The cloud™ has been represented on our network diagrams since the beginning of time. What does a cloud signify? One or many unknown networks outside of our control. This could be the internet or a VPN provider but the fact that it's a cloud is significant in that we can't see what goes on there, and we can't fix it from here. In essence, the cloud is a blind trust in a service provider's ability to continue to provide service... As you might imagine, we in the IT department try to not draw too many clouds in our diagrams because of the blind trust the represent... If the internet goes down, the network continues to work, a VPN provider goes down, email to the Paris office goes in the queue until we get VPN back.

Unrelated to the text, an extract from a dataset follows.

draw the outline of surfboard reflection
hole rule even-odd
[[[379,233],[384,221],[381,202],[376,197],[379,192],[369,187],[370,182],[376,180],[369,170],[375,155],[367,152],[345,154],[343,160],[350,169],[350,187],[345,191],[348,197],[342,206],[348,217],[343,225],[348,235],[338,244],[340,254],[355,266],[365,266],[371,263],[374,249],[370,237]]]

These are minor inconveniences compared to not being able to access our MRP/ERP, telephones, or documents and email... All of which could exist in the cloud.

But that wouldn't bother me much.... Because I'd be at home not working to fix a network that exists in China or India.

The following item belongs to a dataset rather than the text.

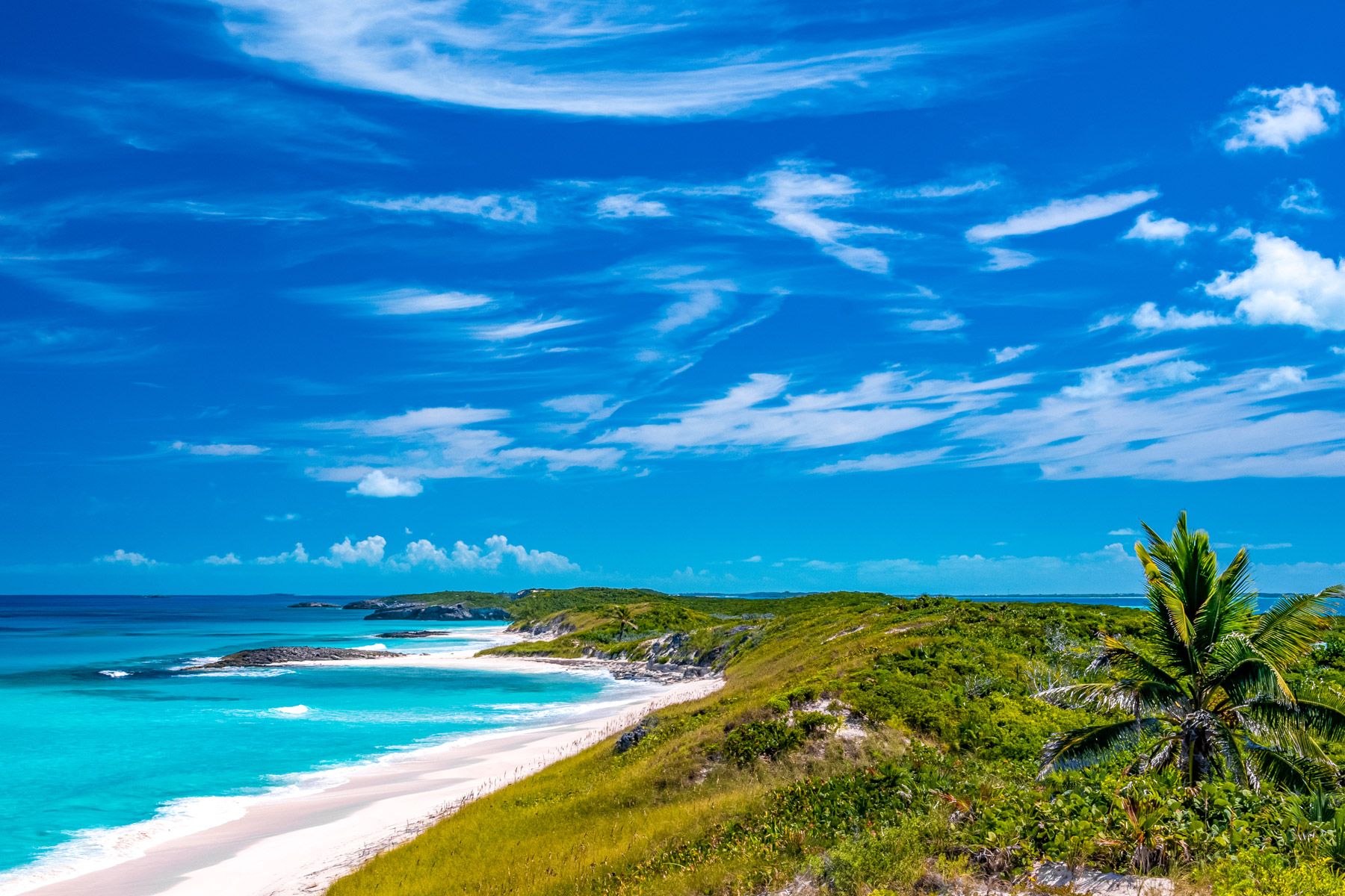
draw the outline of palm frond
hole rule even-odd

Speaking of India, some of them are really quite adept in their ability to sell customer's credit card information, imagine what they could do with the secret Colonel Sanders recipe... But @ pennies on the dollar, you get what you pay for so I can't say I blame them. 

And to mis-quote another old adage 'Microsoft giveth, and Microsoft taketh away'. I don't mind I have Linux to fall back on. I just won't be 'selling' my job to India and China for them, but I've already mentioned my distaste for the cloud before so I will not continue to ramble on.